# plus/minus epsilon

### White-Box Cryptography: Introduction

1 Feb 2016White-Box Cryptography is the study of securing symmetric encryption algorithms
in the *white-box attack context (WBAC)*, where an adversary obtains an
implementation of the algorithm and is allowed to observe/alter every step of
its execution (with instantiated cryptographic keys).

It is a subfield of the more general *Mobile Cryptography* (coined in the late
90s), which today is more likely to be called *Secure Outsourcing*.

Secure outsourcing handles all cases where you want an adversary to run code for you. There are a lot of natural goals that a cryptographer might like to achieve in this setting. A few examples,

**Obfuscation**I need you to do something, but you can't know what it is you're doing.**Context-Locking**I need you to do something, but only with inputs provided by Alice and such that only Bob knows the output.**Constraint**I want to give you the ability to do something special (sign messages in my name), but only in special cases.**Space-Hardness**,**Sequential Memory-Hardness**I want to give you the ability to do something special, but I want it to be really time-consuming and exhausting because I don't want you to do it that often.

I want to focus on obfuscation. Encrypting a plaintext and obfuscating a program are superficially similar. When encryption was first being explored, it took time to develop a good understanding of what it means for encryption to be secure. Similarly, researchers are now working on constructive definitions of program obfuscation.

### Virtual Black Boxes

An early candidate definition was *virtual black box obfuscation (VBBO)*, which
states that anything which can be learned from the obfuscated program can also
be learned with a polynomial number of queries to an oracle computing the
program.

Digging into this definition, two families of circuits seem important:

**Learnable Circuits**Those which can be efficiently learned by oracle queries.**Normed Circuits**Those which have efficiently computable canonical forms.

Learnable circuits are nice because they can all be virtual black box obfuscated.
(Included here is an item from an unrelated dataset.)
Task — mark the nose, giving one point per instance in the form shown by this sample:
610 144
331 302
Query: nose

Define the obfuscation of a learnable circuit $$C$$ as what an efficient learner would output after interacting with an oracle computing $$C$$.

However, normed circuits cause a problem, because there are normed circuits
which are not learnable and this makes them *inherently unobfuscatable* under
this definition.

Take, for example, Ordered Binary Decision
Diagrams (OBDDs). That
is, functions that reference their inputs only once, in a fixed order, and
output 0 or 1. The number of oracle queries it takes to learn an OBDD is
obviously exponential in the number of inputs. But if we try to obfuscate an
OBDD *as another* OBDD, this doesn't work because there are efficient algorithms
to convert it back to a canonical form. The canonical form would let an
adversary distinguish two circuits which are the same everywhere except at a
single input from two circuits which are truly the same at every point (which
strictly access to an oracle wouldn't allow).

Stronger versions of this idea are true for other families of circuits, and this
is why VBBO is believed to be fundamentally flawed. Indeed, maybe VBBO is too
strong and should be weakened, because learning *nothing* from an obfuscation is
a very high bar.

Drawing a parallel to early PRP games: Say that we have a program $$P$$, and we
give an obfuscation $$\mathcal{O}(P - X)$$ to an adversary, which computes $$P$$
on all inputs *not* in $$X$$. Does it matter if our adversary can use the
obfuscation to distinguish $$P$$ from random on inputs in $$X$$, if he can't
compute them? (Meaning that possessing an obfuscation is more powerful than
interacting with an oracle.) It depends on context.

### Obfuscating Ciphers

When obfuscating a cipher, the goal is to hide the key that the cipher was instantiated with. This is usually a precursor to any of the other goals in the intro.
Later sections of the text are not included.